The son continued to make his way toward shore, which he was able to do. "It wasn't until I turned that he wasn't behind me," he said of his father.
Meanwhile, on the beach, his daughter saw several men running toward the water. They brought the elder Guzman to shore. Marieli Guzman, 28, a licensed practical nurse at Park Nicollet and a member of the Minnesota National Guard, rushed to try to revive her father, but he was unresponsive.
"I just tried to do CPR for as long as I could," she said.
Colleagues said Guzman was a champion in diversifying public radio and often spoke with station managers across the country and at industry conferences of the "importance and urgency of it," said Cathy Twiss, senior director of radio distribution at PRI and Guzman's immediate supervisor.
"He took every opportunity he could to ... serve the underserved," Twiss said. "[He believed] that public media should be representative of everyone in America."
A public radio champion
As a young man, Guzman, a native of San Antonio, Texas, made the 20-hour bus trip to the University of Wisconsin-Madison to study Spanish — his pockets full of his mother's homemade treats. A friend there recruited him to a local radio station, and that's when his career took off, his daughter said.
He worked in the radio industry for more than 30 years, first at Wisconsin Public Radio, where he was a producer, recording engineer and technical director. He then spent some time in the public relations industry before joining PRI, based in Minneapolis.
At PRI, he was responsible for sales, marketing, maintenance, audience research, fundraising and performance related to PRI programs such as "The World" and "The Takeaway."
"Vidal dedicated 22 years to PRI and is well-known throughout public radio as a key member of our client relations team," PRI President and CEO Alisa Miller wrote in a statement. "He was a kind, funny, enthusiastic proponent of all that public radio is and could be ... and so treasured by the whole public radio system."

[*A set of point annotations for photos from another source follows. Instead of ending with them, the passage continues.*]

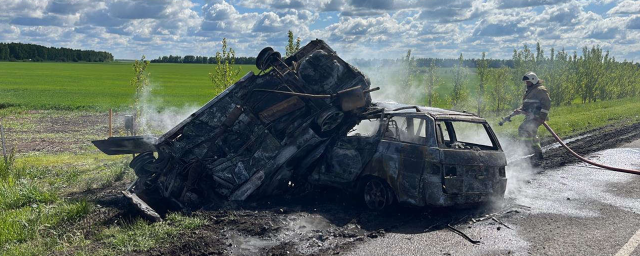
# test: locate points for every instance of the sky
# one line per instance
(354, 28)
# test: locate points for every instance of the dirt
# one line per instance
(599, 139)
(323, 222)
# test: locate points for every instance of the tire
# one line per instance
(377, 194)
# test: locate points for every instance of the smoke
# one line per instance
(519, 170)
(389, 79)
(156, 118)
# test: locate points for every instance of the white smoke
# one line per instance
(519, 170)
(390, 81)
(156, 117)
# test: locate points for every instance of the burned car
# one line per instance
(293, 124)
(418, 156)
(250, 139)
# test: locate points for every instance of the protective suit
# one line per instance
(535, 106)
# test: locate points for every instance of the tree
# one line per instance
(140, 82)
(4, 52)
(497, 91)
(291, 46)
(459, 93)
(225, 72)
(409, 70)
(482, 66)
(432, 82)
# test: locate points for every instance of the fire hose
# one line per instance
(615, 169)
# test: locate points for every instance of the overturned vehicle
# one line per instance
(293, 123)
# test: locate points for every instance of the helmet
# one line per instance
(531, 77)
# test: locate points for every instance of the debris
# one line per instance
(500, 222)
(462, 235)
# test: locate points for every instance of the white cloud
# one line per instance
(626, 7)
(506, 4)
(363, 28)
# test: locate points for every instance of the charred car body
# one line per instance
(292, 124)
(418, 156)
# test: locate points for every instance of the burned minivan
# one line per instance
(418, 156)
(293, 124)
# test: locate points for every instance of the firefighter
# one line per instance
(535, 106)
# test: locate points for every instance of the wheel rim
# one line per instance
(376, 195)
(331, 121)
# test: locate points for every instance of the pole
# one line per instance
(110, 119)
(4, 150)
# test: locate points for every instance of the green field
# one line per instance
(100, 86)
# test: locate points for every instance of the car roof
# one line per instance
(435, 113)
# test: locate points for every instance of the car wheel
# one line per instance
(377, 194)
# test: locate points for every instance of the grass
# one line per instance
(141, 235)
(100, 86)
(578, 118)
(38, 213)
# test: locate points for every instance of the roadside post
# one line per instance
(110, 122)
(4, 150)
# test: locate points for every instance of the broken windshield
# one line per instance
(464, 135)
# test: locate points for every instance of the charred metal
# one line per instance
(309, 119)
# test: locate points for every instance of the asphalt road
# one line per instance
(572, 210)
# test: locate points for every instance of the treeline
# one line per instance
(201, 60)
(592, 76)
(426, 62)
(33, 52)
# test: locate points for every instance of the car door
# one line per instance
(403, 151)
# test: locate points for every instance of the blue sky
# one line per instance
(355, 28)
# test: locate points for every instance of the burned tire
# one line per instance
(329, 120)
(377, 194)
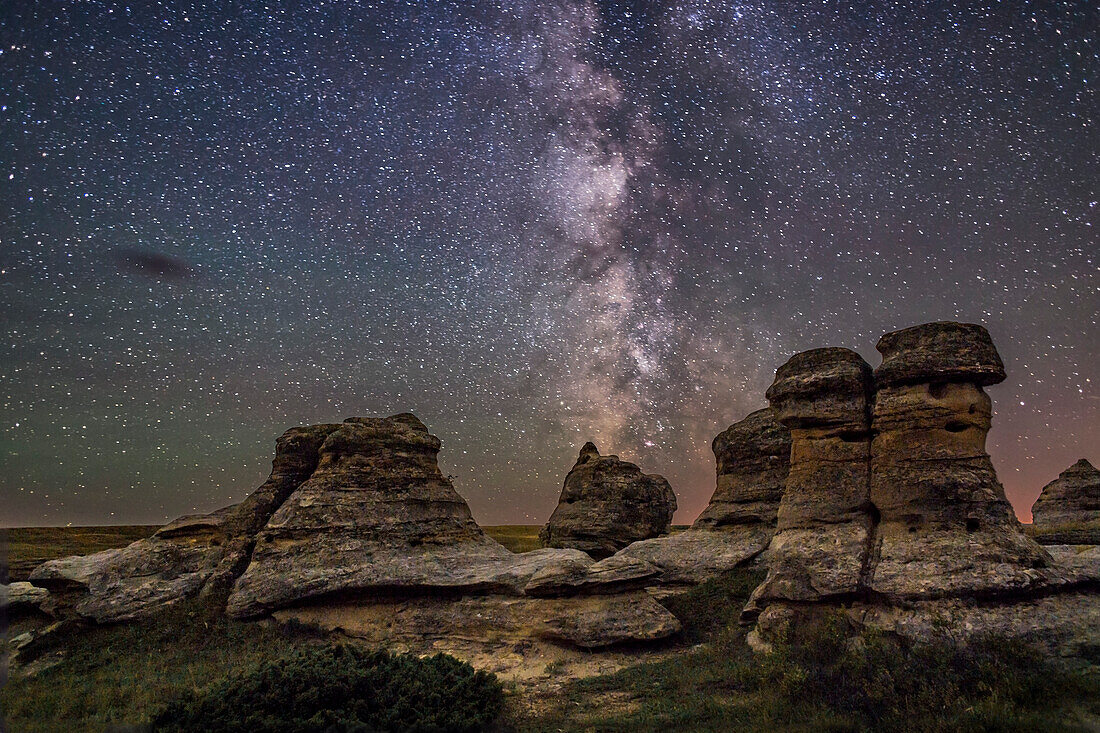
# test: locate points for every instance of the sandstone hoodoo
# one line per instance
(606, 504)
(375, 515)
(1067, 512)
(752, 458)
(822, 543)
(946, 527)
(189, 556)
(355, 515)
(895, 517)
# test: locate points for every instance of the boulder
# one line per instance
(752, 459)
(823, 536)
(376, 517)
(189, 556)
(499, 623)
(690, 557)
(139, 579)
(945, 526)
(1067, 512)
(606, 504)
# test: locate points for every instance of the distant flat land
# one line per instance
(28, 547)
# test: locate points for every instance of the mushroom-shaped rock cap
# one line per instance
(822, 386)
(942, 351)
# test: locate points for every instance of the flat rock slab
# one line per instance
(586, 622)
(1064, 624)
(693, 556)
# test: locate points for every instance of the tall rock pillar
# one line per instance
(825, 520)
(946, 527)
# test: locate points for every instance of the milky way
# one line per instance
(530, 223)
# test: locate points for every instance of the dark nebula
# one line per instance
(531, 223)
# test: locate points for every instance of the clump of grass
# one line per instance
(342, 688)
(822, 677)
(120, 675)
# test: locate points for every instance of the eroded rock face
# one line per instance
(377, 517)
(23, 598)
(189, 556)
(945, 548)
(752, 459)
(117, 584)
(946, 527)
(824, 528)
(606, 504)
(1067, 512)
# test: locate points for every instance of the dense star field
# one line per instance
(531, 223)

Guzman had a hand in launching several prominent news programs, including "The World," a daily newsmagazine with global scope that is based out of Boston, and "Latino USA," an award-winning radio newsmagazine focusing on the Latino community.
"The Latino community is a heterogeneous group," Guzman told a University of Texas student newspaper article from 1993. "Each has its own history and background. We want to bridge the gaps, informing Puerto Ricans in New York about Chicanos in L.A. and Cubans in Miami."
Guzman often talked about those beliefs with Maxie C. Jackson III, station manager for 90.3 WCPN Ideastream in Cleveland.
"He was always a good resource to understand the history of the field," Jackson said. "He gave me a compass as to the way I should be looking at issues that were specific to Latino and Hispanic communities."
Allison Herrera, social media editor for PRI, said Guzman was part of her hiring committee and that after she got the job in September, he would check in and "made sure I felt welcomed at PRI."
Colleagues described him as warm and caring, generous with his time and in giving back to his community. He ran marathons and often spent his afternoons working out at the Lifetime gym in downtown Minneapolis.
He collected first editions of books by Latino authors, including Pablo Neruda and Gabriel García Márquez, Twiss said.
Karol Smith, a friend of Guzman through their Boy Scout leadership roles, said he was a "true servant leader."
"You want people like him in your life," Smith said. "I'm not shocked at the manner [in which] he died, because he always put others first."
Friends started a GoFundMe campaign for the family and a memorial service will be held Saturday at the Golden Valley Country Club starting at 1 p.m.